PhilHealth insists IRM is ‘legal, necessary’ for COVID-19 response

MANILA, Philippines — Despite already being suspended, the Philippine Health Insurance Corporation (PhilHealth) on Friday maintained that its interim reimbursement mechanism (IRM) was “legal and necessary” for the country’s COVID-19 response.

PhilHealth, in a statement posted on its Facebook page, also assured that COVID-19 inpatient benefits will continue to be enjoyed by its affected members.
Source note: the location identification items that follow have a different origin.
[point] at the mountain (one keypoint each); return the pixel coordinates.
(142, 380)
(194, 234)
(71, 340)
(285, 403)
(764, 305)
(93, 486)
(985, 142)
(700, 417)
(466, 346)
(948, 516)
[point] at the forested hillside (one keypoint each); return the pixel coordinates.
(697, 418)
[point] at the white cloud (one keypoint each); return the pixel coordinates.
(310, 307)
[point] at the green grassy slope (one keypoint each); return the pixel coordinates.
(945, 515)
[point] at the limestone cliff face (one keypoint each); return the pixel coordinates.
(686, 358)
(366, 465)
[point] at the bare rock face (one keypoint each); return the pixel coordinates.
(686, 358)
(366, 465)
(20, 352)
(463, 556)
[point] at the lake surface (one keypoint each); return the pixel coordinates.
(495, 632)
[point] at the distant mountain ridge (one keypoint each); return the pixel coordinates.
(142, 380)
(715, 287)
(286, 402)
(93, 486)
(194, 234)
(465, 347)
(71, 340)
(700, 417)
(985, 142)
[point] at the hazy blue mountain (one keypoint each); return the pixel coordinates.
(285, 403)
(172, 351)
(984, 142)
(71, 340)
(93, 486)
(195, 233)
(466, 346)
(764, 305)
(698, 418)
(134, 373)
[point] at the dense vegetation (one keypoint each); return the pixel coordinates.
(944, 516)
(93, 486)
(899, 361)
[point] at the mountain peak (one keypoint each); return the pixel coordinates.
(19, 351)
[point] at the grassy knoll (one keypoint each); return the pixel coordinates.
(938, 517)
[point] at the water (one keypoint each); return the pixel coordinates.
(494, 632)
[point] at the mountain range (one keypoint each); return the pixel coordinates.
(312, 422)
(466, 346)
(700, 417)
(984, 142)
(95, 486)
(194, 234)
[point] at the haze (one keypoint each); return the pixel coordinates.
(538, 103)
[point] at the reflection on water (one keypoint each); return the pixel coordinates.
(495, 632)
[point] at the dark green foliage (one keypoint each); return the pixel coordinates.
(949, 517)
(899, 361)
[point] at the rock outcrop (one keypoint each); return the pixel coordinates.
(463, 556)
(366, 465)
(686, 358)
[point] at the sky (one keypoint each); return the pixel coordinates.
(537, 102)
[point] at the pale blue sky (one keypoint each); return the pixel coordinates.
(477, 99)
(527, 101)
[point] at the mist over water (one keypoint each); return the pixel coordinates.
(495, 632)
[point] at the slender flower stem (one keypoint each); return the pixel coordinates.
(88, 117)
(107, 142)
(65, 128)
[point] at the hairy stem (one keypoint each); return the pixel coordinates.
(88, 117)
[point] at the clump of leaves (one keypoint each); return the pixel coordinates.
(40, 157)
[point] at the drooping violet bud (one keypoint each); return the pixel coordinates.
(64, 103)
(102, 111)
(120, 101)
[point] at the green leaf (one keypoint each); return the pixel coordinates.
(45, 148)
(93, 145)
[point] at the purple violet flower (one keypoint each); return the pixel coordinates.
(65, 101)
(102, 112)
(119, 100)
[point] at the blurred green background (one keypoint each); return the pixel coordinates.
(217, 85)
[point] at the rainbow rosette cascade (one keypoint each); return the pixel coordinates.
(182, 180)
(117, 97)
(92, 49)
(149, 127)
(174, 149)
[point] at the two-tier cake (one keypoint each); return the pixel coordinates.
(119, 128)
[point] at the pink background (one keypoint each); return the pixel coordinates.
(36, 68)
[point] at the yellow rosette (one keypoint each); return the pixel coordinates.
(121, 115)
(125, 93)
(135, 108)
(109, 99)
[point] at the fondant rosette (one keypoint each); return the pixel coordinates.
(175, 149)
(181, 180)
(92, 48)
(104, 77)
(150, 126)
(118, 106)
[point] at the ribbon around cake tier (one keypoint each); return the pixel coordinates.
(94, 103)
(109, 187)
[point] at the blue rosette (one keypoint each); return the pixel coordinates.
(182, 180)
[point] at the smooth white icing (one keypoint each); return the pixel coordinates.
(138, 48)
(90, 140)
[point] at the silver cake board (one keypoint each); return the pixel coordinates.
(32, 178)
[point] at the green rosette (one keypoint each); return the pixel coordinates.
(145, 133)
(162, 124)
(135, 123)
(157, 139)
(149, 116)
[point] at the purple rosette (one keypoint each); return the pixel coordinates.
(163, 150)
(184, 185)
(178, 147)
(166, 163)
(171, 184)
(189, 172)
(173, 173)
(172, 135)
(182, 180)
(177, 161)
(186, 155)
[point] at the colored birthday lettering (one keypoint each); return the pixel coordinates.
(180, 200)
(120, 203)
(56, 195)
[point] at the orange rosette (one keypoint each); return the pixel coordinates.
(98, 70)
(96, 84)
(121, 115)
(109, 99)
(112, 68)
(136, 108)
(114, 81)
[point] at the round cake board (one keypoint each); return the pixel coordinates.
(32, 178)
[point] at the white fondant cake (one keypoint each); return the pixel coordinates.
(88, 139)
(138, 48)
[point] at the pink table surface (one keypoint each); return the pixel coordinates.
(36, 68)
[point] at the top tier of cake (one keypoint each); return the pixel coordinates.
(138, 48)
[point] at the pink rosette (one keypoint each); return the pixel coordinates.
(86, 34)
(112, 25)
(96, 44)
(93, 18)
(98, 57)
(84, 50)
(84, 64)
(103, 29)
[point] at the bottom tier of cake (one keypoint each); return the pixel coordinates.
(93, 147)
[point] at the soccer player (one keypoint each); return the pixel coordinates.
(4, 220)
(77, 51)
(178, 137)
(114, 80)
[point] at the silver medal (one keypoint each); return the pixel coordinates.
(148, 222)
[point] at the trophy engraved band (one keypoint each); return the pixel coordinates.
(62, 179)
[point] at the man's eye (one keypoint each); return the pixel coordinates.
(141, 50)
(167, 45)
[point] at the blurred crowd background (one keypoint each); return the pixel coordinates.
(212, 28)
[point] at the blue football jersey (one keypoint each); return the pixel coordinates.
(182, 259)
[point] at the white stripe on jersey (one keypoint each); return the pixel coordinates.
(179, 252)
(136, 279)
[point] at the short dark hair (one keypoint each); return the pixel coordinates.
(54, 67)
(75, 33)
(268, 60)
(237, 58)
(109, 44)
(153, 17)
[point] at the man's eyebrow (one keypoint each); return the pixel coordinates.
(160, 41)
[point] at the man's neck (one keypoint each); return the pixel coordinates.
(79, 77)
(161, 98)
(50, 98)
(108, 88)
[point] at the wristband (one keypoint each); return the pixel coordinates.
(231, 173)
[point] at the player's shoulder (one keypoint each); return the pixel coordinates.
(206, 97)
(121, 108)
“PhilHealth clarifies the following: IRM suspended to review the overall implementation and resolve issues arising from Congressional inquiries,” PhilHealth’s statement read.

“[PhilHealth] [m]aintains IRM is legal and necessary for the country’s overall Covid-19 response, it added. “Regular COVID-19 inpatient benefits, testing and community isolation packages shall continue to be enjoyed by its affected members.”

IRM is an emergency cash advance measure of PhilHealth to provide hospitals with an emergency fund to respond to natural disasters, calamities as well as other unexpected events.

The state health insurer on Thursday announced the suspension of the IRM after several senators called for its temporary halt amid allegations that the release of funds for the country’s coronavirus response was marred with irregularities.

During Tuesday’s Senate hearing into the PhilHealth mess, PhilHealth official Atty. Roberto Labe Jr. said that the state insurer has so far released P14.971 billion of the P30-billion IRM fund to over 700 health care institutions (HCIs).